Tijani (the author), this is for you. Yours are as follows in italics.

The animating spirit driving the agenda of the progressives is to take back Nigeria from political charlatans and conservative moneybags with ideological root in one, indivisible Nigeria.

Who are these progressives and when and where did you meet with them to hear them make you assertions above?

This is the real existential battle of the progressives. Are the new intellectually-driven progressives going to retool Nigeria without dismantling it or support the resurgence clamour for separation of nationalities?

Have you heard of self determination that brought America thus far above and beyond their oppressors? Do you know how much dismantling the fore fathers of USA did to become the what it is today?

The separation of nationalities is a stirrer of anarchic emotions and millions of Southern youth are rooting for this outcome. If I were to hedge my bet, any future southern leader on the platform of progressive alliance has to recast our collective hope on social democracy by articulating attractive, people-oriented ideology for a better Nigeria, I repeat, NIGERIA, without the need to fall into the narrow vision of our separatist mobsters.


Who are separatist mobsters?
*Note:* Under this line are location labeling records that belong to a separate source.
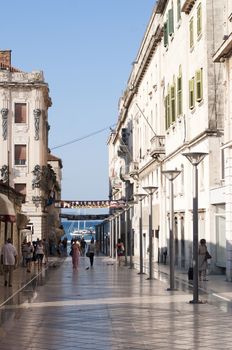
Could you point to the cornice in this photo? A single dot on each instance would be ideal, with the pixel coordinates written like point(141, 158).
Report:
point(187, 6)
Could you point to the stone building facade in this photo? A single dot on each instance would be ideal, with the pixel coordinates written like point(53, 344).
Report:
point(223, 59)
point(24, 104)
point(173, 104)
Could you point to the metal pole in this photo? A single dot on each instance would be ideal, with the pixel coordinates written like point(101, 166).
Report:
point(126, 235)
point(195, 237)
point(141, 237)
point(131, 239)
point(116, 237)
point(151, 274)
point(171, 243)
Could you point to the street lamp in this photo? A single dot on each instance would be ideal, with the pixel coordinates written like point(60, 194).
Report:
point(140, 197)
point(195, 158)
point(150, 190)
point(171, 175)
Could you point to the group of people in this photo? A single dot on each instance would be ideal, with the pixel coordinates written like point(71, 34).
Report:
point(80, 248)
point(36, 251)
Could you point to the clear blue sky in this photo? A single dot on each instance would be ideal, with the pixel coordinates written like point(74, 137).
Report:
point(85, 49)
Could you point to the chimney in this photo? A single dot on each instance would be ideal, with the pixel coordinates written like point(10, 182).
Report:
point(5, 58)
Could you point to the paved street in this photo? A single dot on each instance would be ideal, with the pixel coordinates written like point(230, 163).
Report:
point(108, 307)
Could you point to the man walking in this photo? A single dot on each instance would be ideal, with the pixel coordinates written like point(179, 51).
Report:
point(9, 260)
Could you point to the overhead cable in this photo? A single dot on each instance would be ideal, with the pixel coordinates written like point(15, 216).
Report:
point(84, 137)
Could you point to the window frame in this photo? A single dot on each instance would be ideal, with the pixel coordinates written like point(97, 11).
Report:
point(179, 93)
point(199, 20)
point(199, 85)
point(20, 115)
point(192, 93)
point(191, 33)
point(21, 152)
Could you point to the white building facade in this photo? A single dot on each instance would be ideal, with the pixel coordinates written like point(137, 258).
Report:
point(223, 59)
point(24, 104)
point(173, 105)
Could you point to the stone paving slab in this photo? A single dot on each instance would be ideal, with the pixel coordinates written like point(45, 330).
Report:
point(110, 308)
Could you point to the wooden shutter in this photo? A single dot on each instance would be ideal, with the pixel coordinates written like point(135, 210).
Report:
point(170, 22)
point(20, 112)
point(191, 94)
point(178, 10)
point(21, 188)
point(168, 108)
point(20, 154)
point(199, 20)
point(191, 33)
point(165, 34)
point(179, 94)
point(199, 88)
point(173, 102)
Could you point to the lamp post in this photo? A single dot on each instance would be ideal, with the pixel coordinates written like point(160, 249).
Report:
point(150, 190)
point(140, 197)
point(171, 175)
point(195, 158)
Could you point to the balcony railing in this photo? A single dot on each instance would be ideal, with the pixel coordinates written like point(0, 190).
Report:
point(133, 168)
point(157, 146)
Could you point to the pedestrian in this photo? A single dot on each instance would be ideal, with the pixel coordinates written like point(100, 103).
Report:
point(202, 259)
point(97, 247)
point(40, 254)
point(75, 254)
point(9, 259)
point(91, 251)
point(83, 246)
point(24, 252)
point(46, 250)
point(29, 255)
point(120, 251)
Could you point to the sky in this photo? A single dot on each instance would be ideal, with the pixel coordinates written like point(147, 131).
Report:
point(85, 49)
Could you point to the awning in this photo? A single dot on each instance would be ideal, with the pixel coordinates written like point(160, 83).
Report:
point(7, 211)
point(22, 221)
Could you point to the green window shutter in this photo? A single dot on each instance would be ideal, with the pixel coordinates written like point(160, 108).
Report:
point(191, 33)
point(179, 93)
point(191, 94)
point(170, 22)
point(166, 111)
point(173, 102)
point(178, 10)
point(165, 34)
point(199, 85)
point(168, 108)
point(199, 20)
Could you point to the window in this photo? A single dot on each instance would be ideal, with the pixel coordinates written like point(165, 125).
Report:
point(167, 114)
point(178, 10)
point(170, 22)
point(191, 94)
point(20, 154)
point(179, 92)
point(167, 109)
point(173, 102)
point(21, 188)
point(199, 87)
point(199, 20)
point(20, 112)
point(165, 34)
point(191, 33)
point(223, 164)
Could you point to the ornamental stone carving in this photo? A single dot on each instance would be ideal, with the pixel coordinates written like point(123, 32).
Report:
point(37, 172)
point(37, 114)
point(4, 173)
point(4, 113)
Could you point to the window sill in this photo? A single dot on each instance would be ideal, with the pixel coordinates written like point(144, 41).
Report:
point(199, 37)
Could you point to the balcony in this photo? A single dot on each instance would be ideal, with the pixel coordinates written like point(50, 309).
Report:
point(133, 169)
point(157, 146)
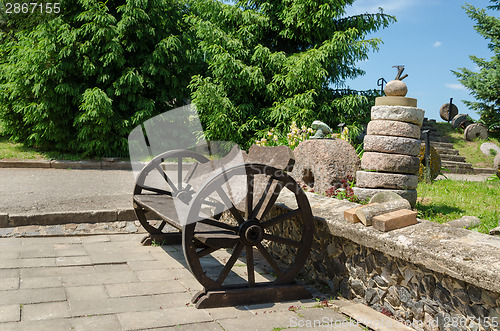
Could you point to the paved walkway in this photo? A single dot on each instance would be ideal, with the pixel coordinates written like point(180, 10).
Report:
point(111, 282)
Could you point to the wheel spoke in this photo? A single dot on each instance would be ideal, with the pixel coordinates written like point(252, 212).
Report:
point(162, 225)
point(164, 175)
point(249, 200)
point(179, 172)
point(205, 251)
point(280, 240)
point(232, 260)
point(269, 260)
point(263, 197)
point(280, 218)
point(230, 205)
point(219, 224)
point(155, 190)
point(272, 200)
point(250, 266)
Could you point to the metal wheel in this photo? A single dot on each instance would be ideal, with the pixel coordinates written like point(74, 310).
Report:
point(156, 179)
point(213, 245)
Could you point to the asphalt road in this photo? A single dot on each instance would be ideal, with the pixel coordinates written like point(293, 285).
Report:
point(26, 191)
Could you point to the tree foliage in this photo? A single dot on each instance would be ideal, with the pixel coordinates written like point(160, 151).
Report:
point(484, 85)
point(274, 62)
point(82, 80)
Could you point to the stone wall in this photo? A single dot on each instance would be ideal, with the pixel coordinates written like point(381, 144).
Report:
point(432, 275)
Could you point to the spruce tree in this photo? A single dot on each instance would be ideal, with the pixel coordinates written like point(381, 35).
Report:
point(271, 62)
point(484, 84)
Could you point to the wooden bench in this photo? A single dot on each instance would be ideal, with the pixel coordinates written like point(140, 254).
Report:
point(225, 205)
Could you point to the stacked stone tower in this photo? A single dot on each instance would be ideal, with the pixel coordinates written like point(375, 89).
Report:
point(392, 145)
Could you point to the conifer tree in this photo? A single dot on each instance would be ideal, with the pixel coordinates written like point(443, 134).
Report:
point(271, 62)
point(484, 84)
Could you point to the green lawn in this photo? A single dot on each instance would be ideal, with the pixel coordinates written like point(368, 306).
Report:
point(447, 200)
point(469, 149)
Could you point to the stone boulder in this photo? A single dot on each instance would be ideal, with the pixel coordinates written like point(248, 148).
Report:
point(323, 163)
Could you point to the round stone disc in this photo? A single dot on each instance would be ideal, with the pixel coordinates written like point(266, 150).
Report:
point(393, 145)
point(398, 113)
point(395, 163)
point(458, 120)
point(475, 131)
point(372, 179)
point(393, 128)
point(445, 113)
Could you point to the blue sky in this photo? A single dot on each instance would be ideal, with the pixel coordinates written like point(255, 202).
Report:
point(431, 38)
Name them if you would for clarification.

In Nigeria, the road back to a genuinely progressive democracy is going to be long, arduous and painful but the wisdom of its distinctive ideology of egalitarianism and inclusion provides a ready appetite for patience.

What patience are you recommending to dying Nigerians while you remain in your comfort zone in London?

Please answer these questions before one can properly address this your article.